蒋奇知道,再这般下去,自己这支残军恐怕尚未交战便要彻底崩溃,必须做些什么,身为一名军人,哪怕是死,也要死在战场上,而非被敌人驱赶牲畜一般赶进河里淹死,所以,他鼓起余勇,当先杀向对面的敌军,虽然这样在战术上来说很蠢,步兵对抗骑兵,必须以严密的阵型来对抗骑兵的冲击,蒋奇作为冀州名将,自然不可能不明白这个道理,但他别无选择。
身后的将士士气已经落到谷底,他要做些什么,来激起将士们最后的斗志。
只可惜,这样做的意义并不大,跟着蒋奇冲出来的将士并不多,只有寥寥数十人跟在蒋奇身后,迎向那浩瀚的骑阵。

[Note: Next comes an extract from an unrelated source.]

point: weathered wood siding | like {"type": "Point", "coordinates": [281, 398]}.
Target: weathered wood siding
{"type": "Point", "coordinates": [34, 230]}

马岱眼中闪过一抹凝重,哪怕是敌人,但也不得不敬佩对方的勇气和胆魄,这是位值得尊敬的敌人,手中的长矛渐渐压低,马岱冲在最前方,正对着蒋奇的方向,两支不成比例的人马很快交接在一起。
“噗噗噗~”
这样的对冲,过于花哨的武艺并没有什么意义,马岱的长矛被蒋奇挥刀击开,但马岱没有回头,汹涌而至的骑阵很快便将蒋奇湮没。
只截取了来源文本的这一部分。